Four years later, the U.S. is still working to normalize relations with Angola. Since that time, the rhetoric of U.S. foreign policy has grown more pro-African, but there has been little real shift in the substance of the policy. The U.S. continues to formulate its policies by reacting -- opposing those forces the Soviets and Cubans support -- rather than considering the justice of a cause or even taking a hard, far-sighted look at where U.S. advantage lies.

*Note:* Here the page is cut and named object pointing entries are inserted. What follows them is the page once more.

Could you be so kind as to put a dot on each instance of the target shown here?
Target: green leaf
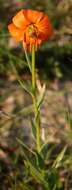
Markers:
(38, 176)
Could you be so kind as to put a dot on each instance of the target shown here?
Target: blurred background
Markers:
(54, 67)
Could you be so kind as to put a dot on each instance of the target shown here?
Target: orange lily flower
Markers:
(30, 27)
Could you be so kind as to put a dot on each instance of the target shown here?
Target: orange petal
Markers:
(20, 20)
(34, 16)
(15, 32)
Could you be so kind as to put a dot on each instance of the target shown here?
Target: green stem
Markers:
(36, 111)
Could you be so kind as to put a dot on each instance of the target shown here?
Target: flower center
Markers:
(33, 31)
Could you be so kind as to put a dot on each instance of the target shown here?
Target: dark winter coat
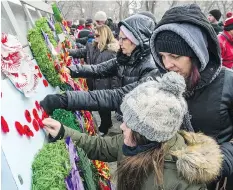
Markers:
(94, 56)
(183, 167)
(211, 103)
(217, 28)
(126, 70)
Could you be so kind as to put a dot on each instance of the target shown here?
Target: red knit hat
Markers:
(228, 25)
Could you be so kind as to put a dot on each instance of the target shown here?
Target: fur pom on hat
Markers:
(156, 109)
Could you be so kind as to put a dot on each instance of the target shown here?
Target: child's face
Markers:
(127, 132)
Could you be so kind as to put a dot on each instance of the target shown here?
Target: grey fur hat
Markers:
(156, 109)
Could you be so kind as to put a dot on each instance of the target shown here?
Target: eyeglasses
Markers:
(122, 39)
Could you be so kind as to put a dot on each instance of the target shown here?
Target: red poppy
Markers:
(19, 128)
(40, 123)
(45, 82)
(4, 125)
(28, 116)
(35, 125)
(15, 74)
(28, 131)
(35, 114)
(4, 39)
(40, 75)
(37, 106)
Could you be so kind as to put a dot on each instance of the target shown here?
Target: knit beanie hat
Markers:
(170, 42)
(156, 109)
(129, 35)
(228, 24)
(216, 14)
(100, 16)
(81, 21)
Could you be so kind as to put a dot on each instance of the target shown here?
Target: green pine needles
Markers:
(67, 118)
(40, 52)
(51, 166)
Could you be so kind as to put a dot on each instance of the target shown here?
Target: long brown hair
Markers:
(105, 37)
(134, 170)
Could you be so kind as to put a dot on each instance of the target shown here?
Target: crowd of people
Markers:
(172, 84)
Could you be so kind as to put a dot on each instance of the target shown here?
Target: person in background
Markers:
(148, 14)
(229, 14)
(133, 61)
(86, 34)
(151, 152)
(81, 24)
(226, 43)
(188, 44)
(113, 26)
(213, 17)
(100, 18)
(104, 48)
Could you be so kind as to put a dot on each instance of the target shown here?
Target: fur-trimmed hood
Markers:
(114, 46)
(200, 160)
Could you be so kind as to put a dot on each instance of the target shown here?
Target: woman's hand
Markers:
(66, 70)
(52, 126)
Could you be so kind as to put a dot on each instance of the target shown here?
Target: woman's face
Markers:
(97, 36)
(126, 45)
(127, 132)
(177, 63)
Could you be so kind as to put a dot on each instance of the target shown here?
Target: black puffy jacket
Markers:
(211, 103)
(127, 72)
(94, 56)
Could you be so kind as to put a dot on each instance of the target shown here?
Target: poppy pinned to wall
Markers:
(17, 66)
(35, 114)
(28, 116)
(28, 131)
(40, 123)
(19, 128)
(38, 107)
(45, 82)
(35, 125)
(5, 127)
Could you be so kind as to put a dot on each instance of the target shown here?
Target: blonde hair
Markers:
(105, 37)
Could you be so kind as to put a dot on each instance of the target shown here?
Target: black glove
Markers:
(122, 58)
(54, 101)
(227, 166)
(59, 136)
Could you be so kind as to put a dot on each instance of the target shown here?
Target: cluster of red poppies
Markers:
(25, 129)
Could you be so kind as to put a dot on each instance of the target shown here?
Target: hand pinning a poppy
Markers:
(5, 128)
(19, 128)
(28, 116)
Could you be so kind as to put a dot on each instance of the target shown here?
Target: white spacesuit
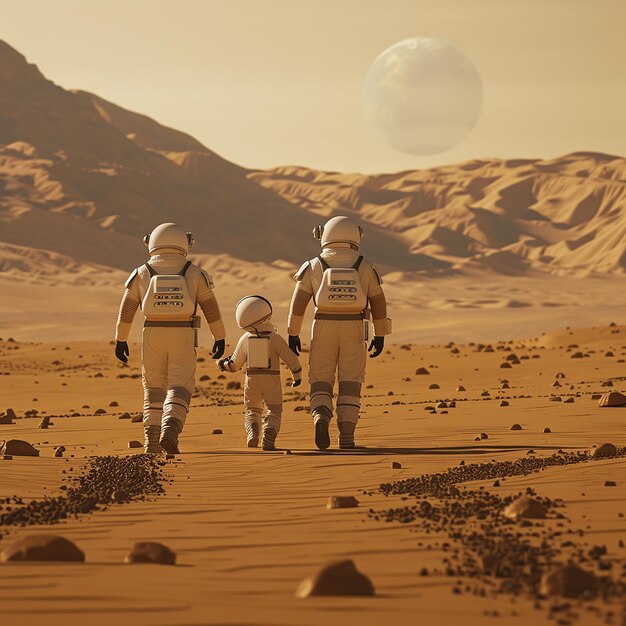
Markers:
(169, 289)
(261, 349)
(346, 290)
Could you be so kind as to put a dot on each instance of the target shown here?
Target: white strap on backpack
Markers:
(168, 296)
(341, 289)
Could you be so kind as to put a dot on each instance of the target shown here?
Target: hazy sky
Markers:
(275, 82)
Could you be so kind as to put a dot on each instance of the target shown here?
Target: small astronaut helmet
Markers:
(339, 229)
(252, 311)
(169, 236)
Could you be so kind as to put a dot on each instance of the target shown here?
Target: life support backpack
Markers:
(341, 289)
(168, 296)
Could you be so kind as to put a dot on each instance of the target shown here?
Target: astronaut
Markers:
(261, 349)
(169, 289)
(346, 290)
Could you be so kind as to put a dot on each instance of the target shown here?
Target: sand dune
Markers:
(248, 527)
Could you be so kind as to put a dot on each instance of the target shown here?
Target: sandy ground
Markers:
(248, 526)
(424, 309)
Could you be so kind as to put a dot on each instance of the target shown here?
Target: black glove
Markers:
(218, 348)
(295, 345)
(378, 343)
(121, 351)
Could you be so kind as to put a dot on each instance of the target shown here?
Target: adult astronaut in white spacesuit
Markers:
(346, 290)
(169, 289)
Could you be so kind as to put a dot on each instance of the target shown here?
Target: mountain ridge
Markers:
(85, 178)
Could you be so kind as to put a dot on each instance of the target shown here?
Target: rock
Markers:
(342, 502)
(568, 581)
(42, 548)
(340, 578)
(525, 507)
(604, 451)
(613, 398)
(17, 447)
(151, 552)
(120, 496)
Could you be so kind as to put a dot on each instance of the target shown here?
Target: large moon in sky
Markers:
(422, 96)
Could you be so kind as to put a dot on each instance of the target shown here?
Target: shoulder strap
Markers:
(357, 264)
(325, 265)
(185, 268)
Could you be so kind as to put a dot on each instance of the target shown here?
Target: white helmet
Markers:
(169, 236)
(252, 311)
(339, 229)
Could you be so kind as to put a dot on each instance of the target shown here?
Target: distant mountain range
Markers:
(82, 180)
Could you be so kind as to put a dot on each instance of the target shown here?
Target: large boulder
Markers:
(151, 552)
(567, 581)
(43, 548)
(342, 502)
(340, 578)
(525, 507)
(17, 447)
(613, 398)
(604, 451)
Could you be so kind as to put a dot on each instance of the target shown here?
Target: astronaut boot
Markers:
(252, 434)
(169, 435)
(269, 438)
(346, 435)
(321, 418)
(151, 440)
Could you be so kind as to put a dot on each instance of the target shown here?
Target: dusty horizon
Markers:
(274, 85)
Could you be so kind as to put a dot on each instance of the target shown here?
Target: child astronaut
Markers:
(262, 349)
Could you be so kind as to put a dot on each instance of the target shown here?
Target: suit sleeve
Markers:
(289, 358)
(302, 294)
(128, 308)
(377, 302)
(210, 308)
(238, 357)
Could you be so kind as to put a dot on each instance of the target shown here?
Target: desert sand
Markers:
(248, 526)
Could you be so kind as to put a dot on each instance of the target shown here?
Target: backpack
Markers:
(341, 290)
(168, 296)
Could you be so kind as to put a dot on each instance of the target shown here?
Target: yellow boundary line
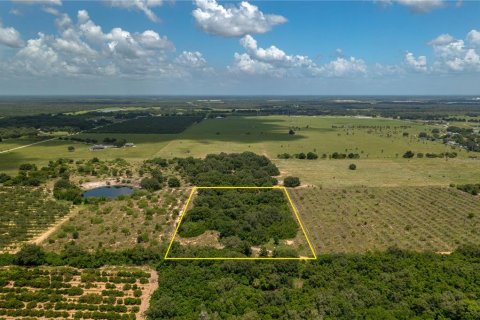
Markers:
(166, 257)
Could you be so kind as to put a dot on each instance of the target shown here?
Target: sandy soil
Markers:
(208, 238)
(147, 294)
(44, 236)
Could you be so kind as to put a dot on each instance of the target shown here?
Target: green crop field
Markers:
(359, 219)
(373, 139)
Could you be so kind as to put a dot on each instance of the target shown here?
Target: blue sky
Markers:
(264, 47)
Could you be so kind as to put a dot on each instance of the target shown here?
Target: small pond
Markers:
(111, 192)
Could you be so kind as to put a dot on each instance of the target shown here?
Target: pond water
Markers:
(111, 192)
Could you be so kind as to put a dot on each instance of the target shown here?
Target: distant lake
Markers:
(111, 192)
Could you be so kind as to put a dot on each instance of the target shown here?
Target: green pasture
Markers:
(380, 143)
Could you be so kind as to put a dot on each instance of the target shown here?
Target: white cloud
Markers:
(191, 59)
(275, 62)
(473, 38)
(453, 54)
(10, 37)
(143, 5)
(442, 39)
(16, 12)
(418, 6)
(233, 21)
(51, 11)
(82, 48)
(346, 66)
(243, 63)
(274, 55)
(43, 2)
(416, 64)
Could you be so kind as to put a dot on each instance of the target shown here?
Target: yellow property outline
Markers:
(240, 258)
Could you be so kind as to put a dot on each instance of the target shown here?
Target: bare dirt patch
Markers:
(207, 239)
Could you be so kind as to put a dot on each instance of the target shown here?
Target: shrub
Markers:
(291, 182)
(30, 255)
(409, 154)
(150, 184)
(312, 156)
(173, 182)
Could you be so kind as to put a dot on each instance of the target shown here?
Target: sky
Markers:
(211, 47)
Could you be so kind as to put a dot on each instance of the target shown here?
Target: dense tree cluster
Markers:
(410, 154)
(236, 169)
(391, 285)
(464, 137)
(255, 216)
(157, 124)
(291, 182)
(309, 156)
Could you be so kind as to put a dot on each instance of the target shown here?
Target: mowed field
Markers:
(386, 191)
(360, 219)
(379, 142)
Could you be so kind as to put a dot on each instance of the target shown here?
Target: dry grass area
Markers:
(145, 219)
(358, 219)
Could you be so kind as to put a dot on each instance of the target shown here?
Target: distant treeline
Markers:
(49, 122)
(156, 124)
(312, 155)
(236, 169)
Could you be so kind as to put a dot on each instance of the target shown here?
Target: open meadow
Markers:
(359, 219)
(379, 143)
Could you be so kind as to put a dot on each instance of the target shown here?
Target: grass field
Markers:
(383, 172)
(360, 219)
(379, 142)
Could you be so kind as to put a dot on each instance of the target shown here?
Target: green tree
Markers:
(30, 255)
(409, 154)
(150, 184)
(291, 182)
(173, 182)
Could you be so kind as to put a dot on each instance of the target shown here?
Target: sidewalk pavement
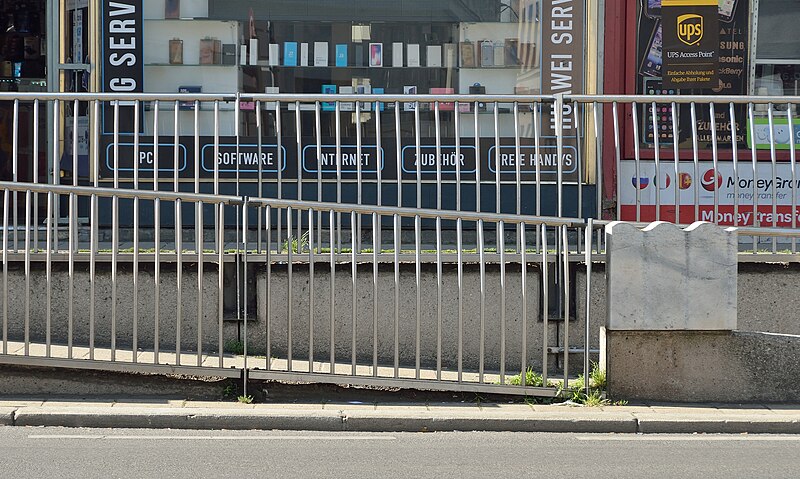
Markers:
(400, 417)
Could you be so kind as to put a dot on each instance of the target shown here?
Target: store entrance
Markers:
(23, 49)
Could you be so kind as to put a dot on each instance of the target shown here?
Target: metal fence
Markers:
(199, 221)
(397, 312)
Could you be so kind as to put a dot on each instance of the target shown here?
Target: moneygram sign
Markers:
(737, 198)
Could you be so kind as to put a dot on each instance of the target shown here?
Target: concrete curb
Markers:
(178, 419)
(580, 421)
(7, 416)
(723, 425)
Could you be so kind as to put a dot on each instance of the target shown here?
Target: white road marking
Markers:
(693, 437)
(214, 438)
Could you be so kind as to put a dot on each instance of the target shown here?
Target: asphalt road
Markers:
(117, 453)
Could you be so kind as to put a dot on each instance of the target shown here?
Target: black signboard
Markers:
(690, 43)
(123, 56)
(248, 158)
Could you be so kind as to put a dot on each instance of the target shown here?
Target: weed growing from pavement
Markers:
(575, 391)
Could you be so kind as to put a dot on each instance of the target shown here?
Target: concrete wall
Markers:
(703, 366)
(168, 302)
(407, 325)
(767, 298)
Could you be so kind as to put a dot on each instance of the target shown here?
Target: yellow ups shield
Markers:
(690, 28)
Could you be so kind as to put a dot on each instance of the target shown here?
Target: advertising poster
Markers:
(732, 38)
(741, 199)
(690, 43)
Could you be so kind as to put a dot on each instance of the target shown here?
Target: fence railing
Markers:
(636, 158)
(409, 311)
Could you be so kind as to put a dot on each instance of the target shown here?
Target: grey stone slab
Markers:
(708, 367)
(664, 277)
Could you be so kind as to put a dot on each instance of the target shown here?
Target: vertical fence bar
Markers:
(588, 296)
(318, 130)
(437, 131)
(501, 249)
(637, 158)
(754, 165)
(396, 230)
(48, 267)
(279, 141)
(398, 153)
(359, 178)
(417, 139)
(54, 198)
(243, 246)
(578, 162)
(268, 298)
(6, 206)
(735, 158)
(260, 181)
(773, 166)
(565, 286)
(337, 108)
(199, 230)
(36, 173)
(438, 298)
(221, 281)
(375, 236)
(676, 160)
(333, 291)
(289, 249)
(28, 273)
(545, 305)
(497, 162)
(559, 123)
(524, 299)
(537, 166)
(517, 172)
(477, 139)
(354, 273)
(135, 295)
(310, 290)
(695, 158)
(457, 117)
(459, 253)
(715, 158)
(15, 167)
(157, 239)
(418, 280)
(93, 233)
(299, 141)
(114, 235)
(617, 160)
(28, 270)
(482, 346)
(179, 277)
(792, 165)
(657, 161)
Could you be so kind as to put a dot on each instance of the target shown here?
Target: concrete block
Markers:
(168, 301)
(663, 277)
(696, 366)
(406, 339)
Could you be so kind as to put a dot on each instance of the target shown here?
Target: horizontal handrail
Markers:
(122, 193)
(421, 212)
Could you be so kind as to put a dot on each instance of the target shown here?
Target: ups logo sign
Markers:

Perhaps it is native to expect the U.S. to employ noble conceptions of justice and morality in the execution of foreign policy. But in the case of Namibia, the U.S. must recognize that in the long run, the pursuit of justice will have its more pragmatic advantages. In 1975, Rep. Charles Diggs (D-Mich.) told a Congressional hearing, "Independence in Namibia is now inevitable and the implications for long-term U.S. access to resources in Namibia...are clear. Certainly a majority-ruled, independent Namibia would be mindful of what action the United States is taking now to expedite progress toward independence in their country."

Diggs is right. Whether by the ballot or the bullet, a true independence will come to Namibia. South African intransigence can only be a holding action that will draw forth greatly increased military support for SWAPO from the front-line African states, the Cubans and the Soviets. SWAPO has already committed itself to a socialist path of development for Namibia, with national ownership of the resource-exploiting industries. But the organization at the same time demonstrated a pragmatic recognition that continued cooperation with the West may be in Namibia's interest for some time to come.

Undoubtedly, if the armed struggle intensifies, SWAPO ideology will rigidify, and the movement's dependence upon Soviet and Cuban support will increase. If this is allowed to happen, the U.S. and the rest of the West will once again find itself isolated from a newly-emergent African nation.